• Question: Do you remember a few years ago when there was this human trial for a cancer cure that went horribly wrong, if you do remember then what are your thoughts on the whole incident and is there anything that could've been avoided?

    Asked by anon-196325 to Sebastian, Paddy, Jennifer, Fiona, Eleanor on 12 Mar 2019.
    • Photo: Fiona Scott

      Fiona Scott answered on 12 Mar 2019: last edited 12 Mar 2019 11:42 am


      I wasn’t following drug trials particularly closely a few years ago. We learn lessons from every failed drug trial. Increasingly researchers are taking a more cautious approach to drug development before putting them into patients. The chemical probes I’m helping develop will help biologists be sure that they are shutting down only one particular kinase.

      The reality is its very hard to check everything before a drug goes into patients but we do as much as we can. My drugs have been tested against over 400 different kinase enzymes, but there are in fact about 40,000 different enzymes including kinases. It would take a huge amount of time to test against every individual enzyme – we don’t have the technology to do that yet – and even then the combination of cells a whole human is hard to model in a lab environment.

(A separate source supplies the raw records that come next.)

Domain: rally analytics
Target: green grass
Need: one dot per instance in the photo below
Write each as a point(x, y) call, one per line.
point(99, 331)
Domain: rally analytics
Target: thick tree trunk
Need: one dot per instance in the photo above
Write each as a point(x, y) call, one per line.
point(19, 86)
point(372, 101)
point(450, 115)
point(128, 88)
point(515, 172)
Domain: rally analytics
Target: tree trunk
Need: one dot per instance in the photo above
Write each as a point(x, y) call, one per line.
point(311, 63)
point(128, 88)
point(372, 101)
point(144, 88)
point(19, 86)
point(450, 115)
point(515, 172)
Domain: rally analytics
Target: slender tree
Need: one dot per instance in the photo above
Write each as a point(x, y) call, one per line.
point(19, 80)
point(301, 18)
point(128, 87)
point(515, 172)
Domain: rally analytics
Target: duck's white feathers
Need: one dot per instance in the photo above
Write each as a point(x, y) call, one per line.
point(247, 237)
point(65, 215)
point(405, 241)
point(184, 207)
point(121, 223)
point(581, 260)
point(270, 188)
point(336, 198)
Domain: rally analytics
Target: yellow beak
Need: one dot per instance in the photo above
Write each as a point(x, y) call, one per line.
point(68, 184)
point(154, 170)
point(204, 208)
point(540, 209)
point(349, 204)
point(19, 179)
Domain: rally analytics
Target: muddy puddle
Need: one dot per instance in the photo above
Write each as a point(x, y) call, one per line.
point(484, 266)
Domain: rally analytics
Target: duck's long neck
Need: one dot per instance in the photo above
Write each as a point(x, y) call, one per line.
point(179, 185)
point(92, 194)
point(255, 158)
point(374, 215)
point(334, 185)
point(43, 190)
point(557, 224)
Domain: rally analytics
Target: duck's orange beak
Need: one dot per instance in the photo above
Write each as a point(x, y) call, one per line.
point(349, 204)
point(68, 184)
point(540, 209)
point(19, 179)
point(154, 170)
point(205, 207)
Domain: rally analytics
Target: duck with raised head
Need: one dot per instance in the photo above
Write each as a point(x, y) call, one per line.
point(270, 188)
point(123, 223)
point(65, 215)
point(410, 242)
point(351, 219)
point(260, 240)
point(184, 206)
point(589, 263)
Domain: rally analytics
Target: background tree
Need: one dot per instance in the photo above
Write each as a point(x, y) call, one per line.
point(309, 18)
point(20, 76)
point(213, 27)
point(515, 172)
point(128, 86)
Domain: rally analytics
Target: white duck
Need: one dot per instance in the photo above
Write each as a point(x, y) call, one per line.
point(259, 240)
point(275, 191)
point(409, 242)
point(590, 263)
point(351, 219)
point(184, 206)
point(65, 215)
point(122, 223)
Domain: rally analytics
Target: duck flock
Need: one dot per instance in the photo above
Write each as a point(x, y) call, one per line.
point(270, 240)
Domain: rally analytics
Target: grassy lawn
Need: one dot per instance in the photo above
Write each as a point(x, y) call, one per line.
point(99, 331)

      People are working on developing such models though and this is why we use animal testing. Mice have similar, but not identical, anatomy to ours. Unfortunately this means even if a drug is shown to work “perfectly” in mice, there may be something different in human anatomy that causes a side effect.

      People who take part in clinical trials are aware of this when they sign up and are paid compensation if it does go wrong. Trials are also halted immediately when it becomes clear a drug is not doing what its supposed to do.

      We likely have better technology these days that allows us to check more things before putting drugs into humans but even then, the vast majority of clinical trials are stopped for one reason or another. Drug discovery is very difficult.

    • Photo: Eleanor Senior

      Eleanor Senior answered on 12 Mar 2019:


      I think have heard of that trial and I know there were some issues, such as treating all patients on the same day only 10 minutes apart. I think it was awful but has led to much better safety practises and made the whole area of clinical trails much safer, e.g. people now have to be treated at least a day apart in case 1 person starts developing symptoms so they can stop the rest of the trial without other people being affected.